Among the several things to celebrate in Brian O'Toole's Chronic is the film maker's hugely impressive use of sound. Austere and troubling, the film focuses on a young man's irritation with a dripping tap. Annoyance turns to obsession and, eventually, something a little like madness. Although the film is crisply shot in black and white, it is the scary noises that have the most disturbing effect.

The only non-narrative live-action piece screened was Conor Lynch's Todo Es Armarillo, in which the story of a Spanish farmer's day is read out while English subtitles appear on various modern buildings. The film's look could be sufficiently slick to appeal to the industry headhunters who tend to frequent such events. Among those circling last week was Derry O'Brien, managing director of the development and distribution company Network Ireland Television. O'Brien was paying particular attention to the animation programme. "Oh yes, there are two here we know we could sell tomorrow: Trouble In Paradise and Bullox," he says.

Shane Collins's charming Trouble In Paradise follows a nervous crab as he tries to flee the vaguely sinister coconuts - each of which has disturbing eye-shaped holes - that have suddenly started to fall from the only tree on his island. There is evidence here of a wily commercial sensibility that could propel the director a long way.

The other wholly computer-generated piece, Bullox by Paul Sheehy, imagines what might happen if visiting aliens, intent on probing our cows, accidentally beamed up an ill-tempered bull. The colours are brilliant. The jokes are good.

Enjoyable as these two films were, it was a pleasure to welcome a pair of shorts that, though presumably made with some electronic support, had an old-school appearance. Ciara McClean's expressionistic, angular Pucker Up bounced around with travelling lovers as they exchanged kisses. But the most impressive-looking picture in the animation section was Alan Ó Cuilinn's Tógtha. So lovely were the sketches in this meditation on creeping urbanisation that one could forgive the film its groan-inducingly naive depiction of property developers as razor-toothed monsters in suits.
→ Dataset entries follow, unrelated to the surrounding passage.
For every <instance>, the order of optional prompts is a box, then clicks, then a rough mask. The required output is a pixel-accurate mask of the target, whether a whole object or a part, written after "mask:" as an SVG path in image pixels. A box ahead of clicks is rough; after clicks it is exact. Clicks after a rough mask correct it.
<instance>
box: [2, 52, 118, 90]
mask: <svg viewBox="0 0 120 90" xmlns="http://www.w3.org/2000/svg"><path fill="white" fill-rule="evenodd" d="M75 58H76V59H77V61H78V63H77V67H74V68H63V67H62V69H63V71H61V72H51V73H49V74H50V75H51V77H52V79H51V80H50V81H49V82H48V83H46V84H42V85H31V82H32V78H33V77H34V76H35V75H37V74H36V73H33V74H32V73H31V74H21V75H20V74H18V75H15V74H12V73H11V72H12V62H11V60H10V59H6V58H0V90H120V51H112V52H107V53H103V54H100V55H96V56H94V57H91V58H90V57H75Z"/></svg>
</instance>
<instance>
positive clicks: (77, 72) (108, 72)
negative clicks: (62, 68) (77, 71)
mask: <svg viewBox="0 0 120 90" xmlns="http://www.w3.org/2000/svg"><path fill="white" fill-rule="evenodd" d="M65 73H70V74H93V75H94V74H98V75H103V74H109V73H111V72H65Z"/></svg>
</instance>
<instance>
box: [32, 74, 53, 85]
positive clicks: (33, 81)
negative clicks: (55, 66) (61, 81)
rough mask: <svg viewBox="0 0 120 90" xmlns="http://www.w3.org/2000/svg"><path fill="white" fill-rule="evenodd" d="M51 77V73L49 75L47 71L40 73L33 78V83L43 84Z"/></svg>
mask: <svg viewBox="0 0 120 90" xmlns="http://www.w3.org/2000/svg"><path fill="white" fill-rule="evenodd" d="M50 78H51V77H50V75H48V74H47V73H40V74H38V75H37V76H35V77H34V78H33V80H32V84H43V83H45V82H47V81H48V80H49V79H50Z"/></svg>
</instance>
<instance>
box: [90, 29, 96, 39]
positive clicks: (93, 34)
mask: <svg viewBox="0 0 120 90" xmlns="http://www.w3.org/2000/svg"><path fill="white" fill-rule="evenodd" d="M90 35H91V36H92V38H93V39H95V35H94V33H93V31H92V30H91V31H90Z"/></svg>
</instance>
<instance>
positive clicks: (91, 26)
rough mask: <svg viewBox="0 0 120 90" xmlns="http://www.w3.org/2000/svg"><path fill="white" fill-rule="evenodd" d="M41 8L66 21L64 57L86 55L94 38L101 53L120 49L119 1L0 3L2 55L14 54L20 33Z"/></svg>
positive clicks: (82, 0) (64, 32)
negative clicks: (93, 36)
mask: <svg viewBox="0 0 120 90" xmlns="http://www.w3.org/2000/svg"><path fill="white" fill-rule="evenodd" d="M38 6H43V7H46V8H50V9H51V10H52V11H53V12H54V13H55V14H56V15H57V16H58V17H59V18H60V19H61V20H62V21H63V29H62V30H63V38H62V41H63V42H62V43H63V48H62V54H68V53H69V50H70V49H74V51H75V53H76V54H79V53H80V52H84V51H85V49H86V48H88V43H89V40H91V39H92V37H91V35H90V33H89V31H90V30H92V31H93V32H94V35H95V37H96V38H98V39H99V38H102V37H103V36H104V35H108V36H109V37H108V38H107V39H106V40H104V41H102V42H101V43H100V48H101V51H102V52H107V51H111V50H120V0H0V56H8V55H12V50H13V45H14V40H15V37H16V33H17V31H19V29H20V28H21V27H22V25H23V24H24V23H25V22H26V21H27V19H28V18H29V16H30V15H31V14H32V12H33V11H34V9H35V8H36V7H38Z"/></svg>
So did any clear themes emerge from the programme? Did we learn anything about what today's young folk care about? Anne O'Leary, the course's coordinator, explains that the new intake of students is obsessed with zombies, but the undead scarcely make an appearance in the graduate show. "Well, looking at The Carpenter's Wife and Ouch, there's an awful lot about knives about here," Taylor Black says with a queasy laugh.